志度 昌宏(DIGITAL X 編集長)
2019年1月23日

−−デジタル化にはデータ活用の側面もあります。コンビニは元々、データ活用の先進業種です。

 レジでのPOS(販売時点情報管理)データだけでなく「Ponta(ポンタ)」というポイントプログラムを用意し、顧客の利便性を高め、生活を効率的にサポートすることに取り組んでいます。個人情報の保護を常に意識しながら、ワンツーワンのデータ活用を目指しています。

 Pontaで得られる膨大なデータからは、どの時間帯に、どんな顧客が、何を求めるのかなど、顧客の属性や購買シーンが把握できます。そこから配送トラックに何を乗せ何を乗せなくてもよいかが把握でき、1日3便だった配送を1日2便に減らすなどが可能になります。お客さまには、必要なものを必要な場所に必要なタイミングに届けながら、運送効率を高められれば社会全体の効率化にもつながっていきます。

 カメラやセンサーを使って店内の動線なども分析しています。たとえば、商品を通路にはみ出させて陳列すると、お客さまの流れがどう変わり、売り上げがどう変わるのかが分かります。店内広告や店のレイアウトも同様です。デジタルサイネージなら、どんな映像を流すと、どんなお客さまが何秒滞在されたかなども分かります。

 さらにコンビニだけでなく、さまざまな業態があります。成城石井やユナイテッドシネマ、ローソンチケットなどです。グループ内のデータを見れば「エンタメ好きはこういうタイミングで買う」ということが分かります。2018年10月にはローソン銀行も始動します。今後はファイナンスとも結びつけられるでしょう。

知恵やノウハウは全店で共有する

 個人情報の保護は怠りませんが、データの価値をより一層高めていく必要はあります。これら色々な要素をつなぎ合わせ、ディープラーニングで分析していけば、過去のデータから、さまざまな知恵が取り出せるのではないでしょうか。そんなことにも懸命にトライしています。

 たとえば、優秀な店舗オーナーは、気温が30℃といっても日によって発注の仕方を変えています。前日の気温が25℃と35℃では、同じ30℃でも、気温が上がったのか下がったかで売れる商品が変わるからです。

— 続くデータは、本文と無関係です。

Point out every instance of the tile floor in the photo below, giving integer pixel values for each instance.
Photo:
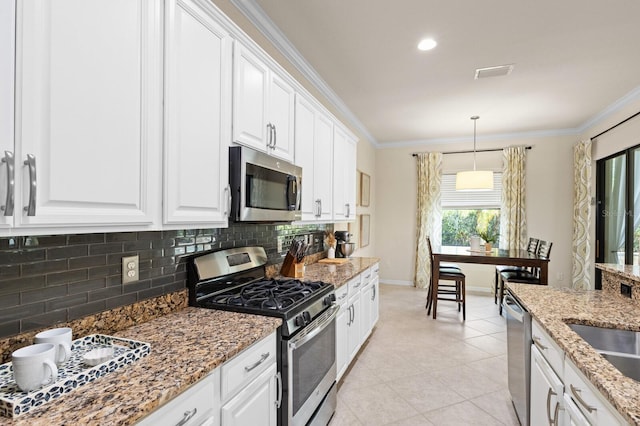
(414, 370)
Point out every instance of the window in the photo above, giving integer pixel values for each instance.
(464, 213)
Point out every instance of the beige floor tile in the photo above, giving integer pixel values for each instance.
(462, 414)
(377, 405)
(498, 404)
(414, 370)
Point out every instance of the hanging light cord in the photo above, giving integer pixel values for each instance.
(475, 119)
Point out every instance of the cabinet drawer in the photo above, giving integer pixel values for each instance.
(194, 406)
(547, 347)
(342, 293)
(355, 284)
(590, 402)
(247, 365)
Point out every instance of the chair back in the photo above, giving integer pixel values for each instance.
(544, 249)
(532, 247)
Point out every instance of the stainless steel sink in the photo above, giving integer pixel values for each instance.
(609, 339)
(620, 347)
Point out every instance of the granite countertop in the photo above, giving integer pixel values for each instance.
(553, 308)
(185, 346)
(338, 275)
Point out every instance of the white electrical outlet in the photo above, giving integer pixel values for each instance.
(130, 269)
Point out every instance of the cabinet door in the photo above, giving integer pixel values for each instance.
(255, 404)
(88, 111)
(355, 334)
(342, 340)
(375, 301)
(304, 140)
(197, 116)
(281, 117)
(7, 38)
(323, 169)
(546, 392)
(249, 99)
(365, 309)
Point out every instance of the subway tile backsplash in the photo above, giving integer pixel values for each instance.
(45, 280)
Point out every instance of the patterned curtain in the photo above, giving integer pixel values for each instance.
(513, 222)
(581, 245)
(429, 215)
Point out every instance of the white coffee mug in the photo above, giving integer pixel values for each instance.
(34, 366)
(61, 338)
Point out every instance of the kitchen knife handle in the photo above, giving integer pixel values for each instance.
(11, 183)
(33, 183)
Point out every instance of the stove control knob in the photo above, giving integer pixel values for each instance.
(328, 300)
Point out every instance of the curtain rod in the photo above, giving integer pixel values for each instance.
(415, 154)
(616, 125)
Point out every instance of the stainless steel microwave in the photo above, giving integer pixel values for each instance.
(263, 188)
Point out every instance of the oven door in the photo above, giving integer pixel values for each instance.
(311, 369)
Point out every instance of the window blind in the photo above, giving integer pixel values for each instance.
(452, 199)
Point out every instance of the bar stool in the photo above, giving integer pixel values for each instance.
(447, 292)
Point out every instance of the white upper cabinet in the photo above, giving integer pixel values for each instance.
(198, 68)
(263, 106)
(314, 153)
(344, 175)
(88, 121)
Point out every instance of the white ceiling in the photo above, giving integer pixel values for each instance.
(573, 59)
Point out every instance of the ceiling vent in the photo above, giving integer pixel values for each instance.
(497, 71)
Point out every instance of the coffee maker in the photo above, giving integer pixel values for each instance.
(344, 245)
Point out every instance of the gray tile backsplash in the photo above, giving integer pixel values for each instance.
(45, 280)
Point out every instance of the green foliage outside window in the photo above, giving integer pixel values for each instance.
(459, 225)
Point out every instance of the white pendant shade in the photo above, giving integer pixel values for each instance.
(474, 180)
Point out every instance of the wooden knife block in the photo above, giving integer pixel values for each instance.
(291, 268)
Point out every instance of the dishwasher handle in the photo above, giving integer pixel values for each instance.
(519, 316)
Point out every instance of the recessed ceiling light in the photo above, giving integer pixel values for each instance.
(427, 44)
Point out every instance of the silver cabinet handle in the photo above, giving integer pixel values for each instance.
(279, 385)
(227, 210)
(31, 163)
(550, 393)
(188, 415)
(538, 343)
(576, 392)
(11, 183)
(262, 359)
(275, 136)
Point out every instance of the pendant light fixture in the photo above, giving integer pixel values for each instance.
(474, 180)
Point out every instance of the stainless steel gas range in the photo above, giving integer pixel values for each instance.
(234, 280)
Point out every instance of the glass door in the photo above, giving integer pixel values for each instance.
(618, 209)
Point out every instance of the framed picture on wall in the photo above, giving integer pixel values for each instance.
(365, 224)
(365, 183)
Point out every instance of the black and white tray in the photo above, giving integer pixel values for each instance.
(71, 375)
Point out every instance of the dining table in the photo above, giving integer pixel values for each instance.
(495, 256)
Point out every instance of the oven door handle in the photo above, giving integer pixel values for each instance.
(316, 327)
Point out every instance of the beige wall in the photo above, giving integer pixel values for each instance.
(549, 203)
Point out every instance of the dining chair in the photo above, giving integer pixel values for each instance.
(532, 247)
(447, 292)
(525, 276)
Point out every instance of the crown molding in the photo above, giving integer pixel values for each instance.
(256, 15)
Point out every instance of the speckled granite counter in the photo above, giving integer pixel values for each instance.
(338, 275)
(185, 346)
(553, 308)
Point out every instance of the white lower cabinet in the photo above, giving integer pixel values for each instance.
(198, 405)
(246, 390)
(547, 406)
(358, 300)
(254, 404)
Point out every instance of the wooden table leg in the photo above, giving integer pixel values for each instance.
(544, 272)
(435, 278)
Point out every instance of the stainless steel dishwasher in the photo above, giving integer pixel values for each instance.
(519, 355)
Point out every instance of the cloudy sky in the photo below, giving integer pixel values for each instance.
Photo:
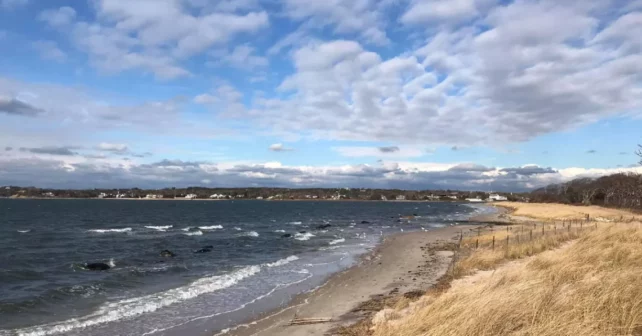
(468, 94)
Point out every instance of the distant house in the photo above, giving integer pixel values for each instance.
(497, 198)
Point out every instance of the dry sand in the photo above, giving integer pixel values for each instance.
(545, 211)
(402, 263)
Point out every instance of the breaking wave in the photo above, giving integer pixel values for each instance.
(110, 230)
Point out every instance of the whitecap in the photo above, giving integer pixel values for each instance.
(128, 308)
(303, 236)
(160, 228)
(249, 234)
(212, 227)
(282, 261)
(110, 230)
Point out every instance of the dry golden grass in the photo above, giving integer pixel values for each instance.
(548, 211)
(592, 286)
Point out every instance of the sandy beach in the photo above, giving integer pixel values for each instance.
(403, 263)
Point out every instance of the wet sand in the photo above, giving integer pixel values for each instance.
(402, 263)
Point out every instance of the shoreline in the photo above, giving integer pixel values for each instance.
(401, 263)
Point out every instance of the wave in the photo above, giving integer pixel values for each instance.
(212, 227)
(249, 234)
(282, 261)
(160, 228)
(303, 236)
(128, 308)
(110, 230)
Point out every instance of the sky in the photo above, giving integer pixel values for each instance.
(489, 95)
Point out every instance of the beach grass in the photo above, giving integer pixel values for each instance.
(587, 282)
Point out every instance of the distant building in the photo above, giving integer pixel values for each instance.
(497, 198)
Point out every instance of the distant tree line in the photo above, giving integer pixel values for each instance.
(619, 190)
(253, 193)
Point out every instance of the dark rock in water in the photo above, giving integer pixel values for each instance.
(167, 253)
(97, 266)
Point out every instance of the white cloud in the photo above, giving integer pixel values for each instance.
(154, 36)
(113, 148)
(520, 70)
(75, 171)
(432, 12)
(241, 57)
(49, 50)
(381, 152)
(59, 17)
(279, 147)
(364, 17)
(205, 99)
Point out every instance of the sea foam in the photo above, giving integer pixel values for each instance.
(212, 227)
(110, 230)
(128, 308)
(303, 236)
(160, 228)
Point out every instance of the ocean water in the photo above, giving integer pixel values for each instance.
(249, 267)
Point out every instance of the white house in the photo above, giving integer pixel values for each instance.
(497, 198)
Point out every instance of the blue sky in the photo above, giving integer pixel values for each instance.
(365, 93)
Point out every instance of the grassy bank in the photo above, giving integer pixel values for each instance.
(553, 278)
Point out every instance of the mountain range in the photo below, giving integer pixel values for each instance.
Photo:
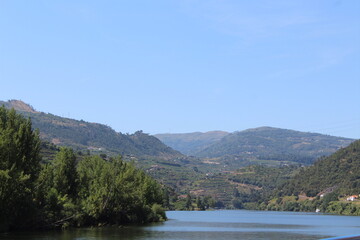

前日より高くなるならアイスなど冷たいものが、低くなるなら30℃でも暖かいおでんが売れることもあります。

 中には、風向きを読む方もいます。海風が吹くと冷たい空気が内陸に入ってくるので、いつもより寒く感じるし、逆に山風が吹くと体感温度が高くなる。「同じ気温でも発注の仕方は違うんですよ、竹増さん」とオーナーの方からは教えられることばかりです。

 こうした知恵やノウハウは、その人の頭の中だけに留めておくのはもったいない。初出店から44年間、人智をかけて取り組んできたことを平準化し、全店で共有したいのです。

−−デジタルがカギを握りますね。

 もはやデジタルなしでは1万5000店舗を維持できず、「“みんなと暮らすマチ”を幸せに」も実現できません。店舗スタッフにしても、アルバイト募集の広告を出せば人が集まるという時代ではなくなりました。

 一方、若い人たちのコンビニのイメージは昔とは異なります。普通のお店であり、各種サービスを利用する場所です。サービス内容を百貨店と比べたり、品揃えをスーパーと比べたり、利便性ではネットビジネスと比べたりしています。

 そうしたなかで、現状のQ・S・Cを維持するだけではローソンに未来はない。サービスレベルを上げ、さらなるニーズやウォンツに応えていくためには、デジタルはマストです。

 幸いにもローソンはチャレンジ好きです。「やってみるか」という企業文化が昔からある。「やりっぱなしだ」と指摘されることもありますが、とにかく楽しいことをやってみる。1000トライして3つ当たれば良いという感覚です。